Ly isn’t finished yet.  She is currently working to clean the water systems in Cambodia’s schools as well as increasing the pay for current teachers.

What does she see for the future? Ly is ultimately hoping for many of her students to carry on into higher education, pursuing careers in the fields of their choice.  As an advocate for the young people of Cambodia, Ly has proven that sometimes all a student needs to attend school is a pair of shoes to get there.

An education is a precious thing and has the ability to make or break one’s future. To view a more personal account of Ly’s endeavors, present students with this slide show of two volunteers who spent time working in Cambodian schools.

 http://theplf.org/wp/2011/04/tami_cho/

For an even more personal account, visit photographer Lori Carlson’s webpage that gives an inside look at the children of Cambodia. http://www.pbase.com/loricarlson/plf

Post the pictures around the room to give students the opportunity to view them.  Lead a discussion on the importance of education. Is education a right or a privilege? What makes it so? Have students write or share what they appreciate about their education and encourage a whole group discussion with your class.  This can open children’s eyes to see that school is more than just a daily requirement, but a means for success and achievement in all areas of life. For an inside view of the everyday life of Cambodian school children (un-glorified and unedited), view this video of a kindergarten class at lunch time.

What connections can your students draw from the video?  How does this compare to their lunch time?

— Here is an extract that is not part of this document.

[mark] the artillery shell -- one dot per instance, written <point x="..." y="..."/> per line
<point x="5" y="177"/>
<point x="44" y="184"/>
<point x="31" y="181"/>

Ly gives students the opportunity to take part in her mission.  Visit the “Wishlist” on her website and hold a school-wide drive to gather items needed in Cambodian schools. Among others, Ly hopes to collect board games, biodegradable soap and even band aids for her schools.

http://theplf.org/wp/help-us/wishlist/#2

Now it’s your turn.  Do you think education is a right or a privilege? What factors impact this?

As a teacher, would you be willing to provide shoes just for your students to attend?